Improvement In Rural Sanitation

Improvement In Rural Sanitation: There is a direct link between water and health care. The adequate availability of drinking water and proper sanitation are dependent on individual health and hygiene.

In 1986, the Central Rural Sanitation Programme was launched to improve the quality of life of rural people and provide women with privacy and dignity This term includes the disposal of liquid and solid waste, food hygiene, domestic personal hygiene and environmental hygiene. Unsafe drinking water consumption, improper disposal of human excreta, improper high infant mortality rates are also mainly attributed to poor sanitation

The Central Rural Sanitation Campaign focuses more on knowledge, education, and communication, the creation of human capital, awareness-raising capacity development activities and the generation of demand for sanitation facilities. This will enhance the ability of people to choose suitable options to meet their demands through alternate delivery mechanisms with beneficiary participation.

With an emphasis on community and people-centred initiatives, the campaign is being implemented. In April 1999, the programme was reconstructed again, concentrating steadily on a demand-driven strategy to cover the broader spectrum of rural communities by the end of the 9th five-year plan.


  • The basic objective of this programme was to improve rural women’s quality of life and to provide women with privacy and dignity.
  • Covering schools with sanitation facilities in rural areas and promoting student sanitary habits.
  • Enhancement of the general quality of life in rural areas.
  • Motivate communities and Panchayati Raj institutions through awareness creation and health education to promote sustainable sanitation facilities.
  • Encourage cost-effective sanitation facilities.

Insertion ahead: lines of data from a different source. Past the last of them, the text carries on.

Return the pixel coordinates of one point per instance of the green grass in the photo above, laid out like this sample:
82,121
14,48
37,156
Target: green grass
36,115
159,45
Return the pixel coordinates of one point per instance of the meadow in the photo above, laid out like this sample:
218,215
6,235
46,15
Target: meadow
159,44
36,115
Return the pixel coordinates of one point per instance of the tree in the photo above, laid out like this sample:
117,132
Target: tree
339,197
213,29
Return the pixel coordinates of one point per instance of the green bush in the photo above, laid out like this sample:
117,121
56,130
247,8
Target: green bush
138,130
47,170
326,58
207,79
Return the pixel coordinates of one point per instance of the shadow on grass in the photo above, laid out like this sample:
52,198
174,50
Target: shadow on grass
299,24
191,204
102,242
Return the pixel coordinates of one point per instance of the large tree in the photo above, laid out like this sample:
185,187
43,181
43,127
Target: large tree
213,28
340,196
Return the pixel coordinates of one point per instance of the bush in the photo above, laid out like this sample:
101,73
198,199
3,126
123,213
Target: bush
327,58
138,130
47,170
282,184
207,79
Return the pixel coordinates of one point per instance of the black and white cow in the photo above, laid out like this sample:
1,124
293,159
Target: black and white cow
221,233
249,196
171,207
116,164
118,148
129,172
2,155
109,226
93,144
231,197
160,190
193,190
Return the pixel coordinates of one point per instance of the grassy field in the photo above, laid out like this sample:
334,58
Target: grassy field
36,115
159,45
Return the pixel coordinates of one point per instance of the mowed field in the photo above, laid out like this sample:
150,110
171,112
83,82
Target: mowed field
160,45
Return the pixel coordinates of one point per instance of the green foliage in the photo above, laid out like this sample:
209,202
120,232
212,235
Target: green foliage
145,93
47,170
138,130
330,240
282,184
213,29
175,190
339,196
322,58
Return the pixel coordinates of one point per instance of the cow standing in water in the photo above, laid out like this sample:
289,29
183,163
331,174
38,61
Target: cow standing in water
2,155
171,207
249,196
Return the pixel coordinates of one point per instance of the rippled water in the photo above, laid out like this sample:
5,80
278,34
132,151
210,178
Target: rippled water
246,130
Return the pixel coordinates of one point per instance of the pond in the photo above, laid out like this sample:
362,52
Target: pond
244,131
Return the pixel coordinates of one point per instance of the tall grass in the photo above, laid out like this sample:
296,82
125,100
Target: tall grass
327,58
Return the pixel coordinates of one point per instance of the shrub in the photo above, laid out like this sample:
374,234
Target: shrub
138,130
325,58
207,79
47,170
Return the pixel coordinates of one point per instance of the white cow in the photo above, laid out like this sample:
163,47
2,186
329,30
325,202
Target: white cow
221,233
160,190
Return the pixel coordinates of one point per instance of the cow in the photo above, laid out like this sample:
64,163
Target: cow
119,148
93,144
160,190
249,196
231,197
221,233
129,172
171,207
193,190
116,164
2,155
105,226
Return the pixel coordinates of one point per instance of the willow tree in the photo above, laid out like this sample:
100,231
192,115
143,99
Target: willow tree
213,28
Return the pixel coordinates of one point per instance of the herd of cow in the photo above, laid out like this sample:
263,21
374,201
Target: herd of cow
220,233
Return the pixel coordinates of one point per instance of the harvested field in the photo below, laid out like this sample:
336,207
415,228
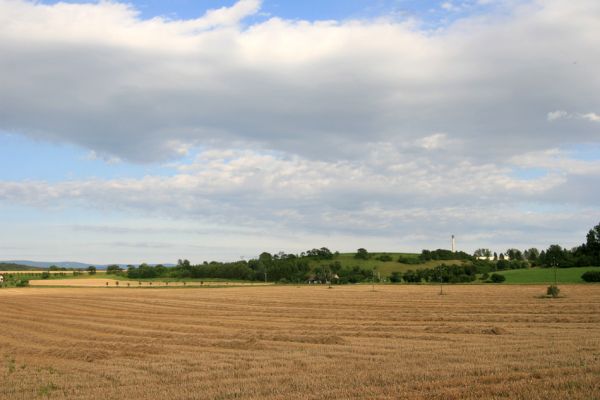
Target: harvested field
91,282
476,342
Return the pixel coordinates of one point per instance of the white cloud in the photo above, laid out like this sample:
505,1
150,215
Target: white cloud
362,128
561,114
149,90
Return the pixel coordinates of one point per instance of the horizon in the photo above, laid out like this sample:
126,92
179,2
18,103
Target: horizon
214,130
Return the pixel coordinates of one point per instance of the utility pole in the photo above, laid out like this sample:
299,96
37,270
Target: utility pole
373,281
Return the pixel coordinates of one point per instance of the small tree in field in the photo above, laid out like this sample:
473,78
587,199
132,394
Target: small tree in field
553,291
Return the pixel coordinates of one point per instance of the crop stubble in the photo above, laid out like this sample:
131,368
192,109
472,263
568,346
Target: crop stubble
290,342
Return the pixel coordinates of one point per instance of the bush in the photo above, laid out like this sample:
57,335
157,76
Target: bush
384,258
409,260
395,277
553,291
591,276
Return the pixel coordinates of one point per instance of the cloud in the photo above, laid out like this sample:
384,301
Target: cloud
376,131
561,114
149,90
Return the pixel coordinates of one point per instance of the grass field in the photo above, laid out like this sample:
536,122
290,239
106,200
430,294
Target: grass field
546,275
287,342
385,268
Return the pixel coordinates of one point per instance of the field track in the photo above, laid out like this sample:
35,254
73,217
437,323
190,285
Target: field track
90,282
475,342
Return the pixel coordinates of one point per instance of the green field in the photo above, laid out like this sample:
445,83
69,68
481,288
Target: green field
384,268
546,275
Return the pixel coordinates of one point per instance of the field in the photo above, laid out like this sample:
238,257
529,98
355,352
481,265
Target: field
546,275
384,268
288,342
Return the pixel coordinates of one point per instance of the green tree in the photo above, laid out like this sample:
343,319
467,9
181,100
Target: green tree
482,253
362,254
532,255
113,270
514,254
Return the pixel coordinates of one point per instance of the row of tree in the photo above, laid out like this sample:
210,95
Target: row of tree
587,254
283,267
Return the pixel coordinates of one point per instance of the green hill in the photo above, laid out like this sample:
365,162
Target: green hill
546,275
385,268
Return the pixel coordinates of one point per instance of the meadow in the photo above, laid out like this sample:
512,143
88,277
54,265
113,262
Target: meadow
300,342
546,275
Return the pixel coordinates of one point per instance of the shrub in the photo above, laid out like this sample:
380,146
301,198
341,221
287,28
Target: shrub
395,277
21,283
591,276
553,291
384,258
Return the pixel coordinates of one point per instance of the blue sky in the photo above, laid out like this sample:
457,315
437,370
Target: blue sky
260,127
311,10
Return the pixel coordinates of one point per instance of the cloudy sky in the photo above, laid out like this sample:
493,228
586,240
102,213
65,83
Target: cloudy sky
209,129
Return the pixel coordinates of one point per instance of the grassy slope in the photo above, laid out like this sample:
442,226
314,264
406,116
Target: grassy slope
546,275
384,268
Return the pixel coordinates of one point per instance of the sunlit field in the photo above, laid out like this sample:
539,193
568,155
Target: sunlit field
288,342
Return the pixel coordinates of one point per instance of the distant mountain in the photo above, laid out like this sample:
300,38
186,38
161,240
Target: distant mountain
63,264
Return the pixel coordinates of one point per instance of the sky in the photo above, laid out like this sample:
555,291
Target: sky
150,131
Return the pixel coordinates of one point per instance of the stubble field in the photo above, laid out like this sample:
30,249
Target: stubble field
300,343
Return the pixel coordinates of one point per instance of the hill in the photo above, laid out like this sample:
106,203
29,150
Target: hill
546,275
384,268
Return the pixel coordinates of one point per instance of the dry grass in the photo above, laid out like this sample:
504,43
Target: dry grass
99,282
476,342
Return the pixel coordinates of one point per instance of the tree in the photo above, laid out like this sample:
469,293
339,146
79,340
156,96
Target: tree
362,254
514,254
113,270
482,253
532,255
395,277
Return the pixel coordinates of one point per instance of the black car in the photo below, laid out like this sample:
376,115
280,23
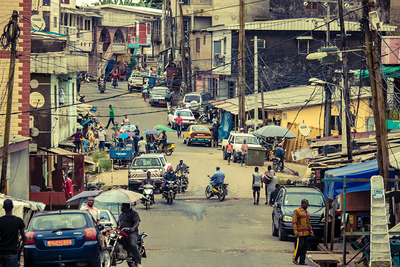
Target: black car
288,199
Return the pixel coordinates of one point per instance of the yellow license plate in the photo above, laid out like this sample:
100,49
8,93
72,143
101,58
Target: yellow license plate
58,243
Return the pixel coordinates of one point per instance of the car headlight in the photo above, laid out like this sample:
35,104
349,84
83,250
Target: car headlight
287,218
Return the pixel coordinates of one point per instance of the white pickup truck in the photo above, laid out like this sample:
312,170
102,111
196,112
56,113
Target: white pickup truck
237,141
155,163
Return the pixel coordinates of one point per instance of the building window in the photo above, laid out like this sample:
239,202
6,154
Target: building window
198,45
217,48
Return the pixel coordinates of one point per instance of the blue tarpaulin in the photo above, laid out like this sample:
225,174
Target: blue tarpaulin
225,126
363,170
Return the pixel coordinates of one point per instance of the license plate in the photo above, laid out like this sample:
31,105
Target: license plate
58,243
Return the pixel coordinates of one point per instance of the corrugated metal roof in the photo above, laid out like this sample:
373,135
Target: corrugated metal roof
288,98
300,24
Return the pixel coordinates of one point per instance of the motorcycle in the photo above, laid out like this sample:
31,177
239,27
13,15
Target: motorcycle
170,192
102,87
183,180
276,164
219,190
117,241
168,148
148,195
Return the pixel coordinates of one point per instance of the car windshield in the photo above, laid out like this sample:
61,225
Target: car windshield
146,162
160,91
58,221
251,140
295,199
199,129
184,113
190,98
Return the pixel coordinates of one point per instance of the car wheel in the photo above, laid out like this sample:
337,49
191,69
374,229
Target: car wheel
282,236
274,230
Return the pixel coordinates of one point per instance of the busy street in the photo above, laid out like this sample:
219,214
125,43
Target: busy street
195,231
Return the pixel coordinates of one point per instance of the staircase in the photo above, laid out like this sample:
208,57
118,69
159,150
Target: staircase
380,247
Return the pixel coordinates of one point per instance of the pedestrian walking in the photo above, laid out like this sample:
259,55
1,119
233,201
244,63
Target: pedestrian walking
256,185
274,194
112,115
268,177
215,134
244,147
10,228
229,149
178,122
86,144
302,229
102,139
77,140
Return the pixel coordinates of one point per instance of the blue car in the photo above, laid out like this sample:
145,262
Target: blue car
65,237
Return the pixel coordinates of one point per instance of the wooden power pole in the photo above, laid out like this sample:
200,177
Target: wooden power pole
14,30
375,77
346,91
242,69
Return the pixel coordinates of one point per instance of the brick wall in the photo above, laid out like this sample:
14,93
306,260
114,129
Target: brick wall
21,91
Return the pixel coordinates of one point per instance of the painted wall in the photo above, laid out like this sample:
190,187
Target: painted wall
20,99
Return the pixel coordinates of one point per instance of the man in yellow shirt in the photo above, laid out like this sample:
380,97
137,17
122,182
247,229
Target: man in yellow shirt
302,229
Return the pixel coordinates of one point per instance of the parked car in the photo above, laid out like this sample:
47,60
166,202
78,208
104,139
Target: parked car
237,141
187,118
288,199
64,237
199,134
135,81
156,163
159,95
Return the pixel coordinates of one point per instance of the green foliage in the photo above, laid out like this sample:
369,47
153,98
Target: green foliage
98,155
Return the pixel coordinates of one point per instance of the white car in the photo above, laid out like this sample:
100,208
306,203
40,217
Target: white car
187,118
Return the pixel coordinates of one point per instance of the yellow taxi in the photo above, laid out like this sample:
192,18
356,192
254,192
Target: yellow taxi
197,134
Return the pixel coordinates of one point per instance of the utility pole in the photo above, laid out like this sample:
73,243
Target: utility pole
346,135
371,43
255,83
183,53
241,58
14,30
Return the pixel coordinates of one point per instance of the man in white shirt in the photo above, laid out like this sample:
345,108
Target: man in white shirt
92,210
102,139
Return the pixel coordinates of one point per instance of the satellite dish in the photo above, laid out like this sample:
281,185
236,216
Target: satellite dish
194,105
38,23
34,132
304,129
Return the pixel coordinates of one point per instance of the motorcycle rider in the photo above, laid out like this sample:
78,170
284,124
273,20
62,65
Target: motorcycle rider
217,178
148,180
101,79
130,219
169,176
115,77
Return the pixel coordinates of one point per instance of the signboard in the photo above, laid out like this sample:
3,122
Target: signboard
304,153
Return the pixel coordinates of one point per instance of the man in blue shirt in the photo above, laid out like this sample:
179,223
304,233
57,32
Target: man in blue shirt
217,178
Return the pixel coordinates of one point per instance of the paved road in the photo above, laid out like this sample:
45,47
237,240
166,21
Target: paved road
194,231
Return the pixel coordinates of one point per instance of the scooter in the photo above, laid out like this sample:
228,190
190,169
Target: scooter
148,195
220,190
102,87
170,192
117,241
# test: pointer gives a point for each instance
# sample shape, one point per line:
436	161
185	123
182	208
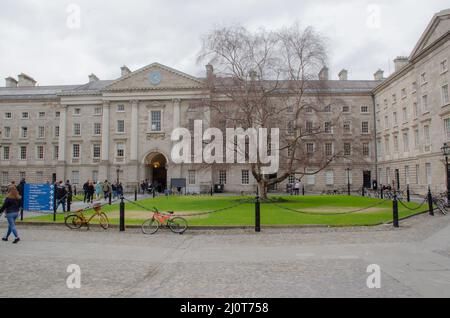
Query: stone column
134	143
104	165
62	140
174	171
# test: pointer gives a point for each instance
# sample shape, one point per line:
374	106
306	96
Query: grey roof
33	92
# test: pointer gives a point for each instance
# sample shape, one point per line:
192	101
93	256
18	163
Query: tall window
23	153
416	139
347	149
444	94
191	177
406	142
5	178
428	173
96	151
328	149
426	134
245	177
347	127
76	129
24	132
6	153
366	149
447	128
155	120
41	132
76	151
222	177
55	152
97	129
120	126
365	127
40	152
120	150
425	103
7	132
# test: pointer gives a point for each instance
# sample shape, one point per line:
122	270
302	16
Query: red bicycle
176	224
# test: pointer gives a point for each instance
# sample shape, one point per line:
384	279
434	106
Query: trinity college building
104	127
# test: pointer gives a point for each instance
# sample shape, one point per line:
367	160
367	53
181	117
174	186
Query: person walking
11	207
85	190
98	190
91	191
61	196
106	189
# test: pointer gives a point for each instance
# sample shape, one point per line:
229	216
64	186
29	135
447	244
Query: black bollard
430	202
122	215
395	211
257	214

Rural Sanitation Programme

  • The important components of the programme are Information, Education and Communication (IEC). These are intended to generate demand for sanitation facilities for households, schools, Anganwadi, balwadi and women’s complexes in rural areas.
  • The Various activities carried out under the portion should be unique to the region and should also include all parts of the rural population in a manner that generates people’s willingness to create latrines and maintain sanitation.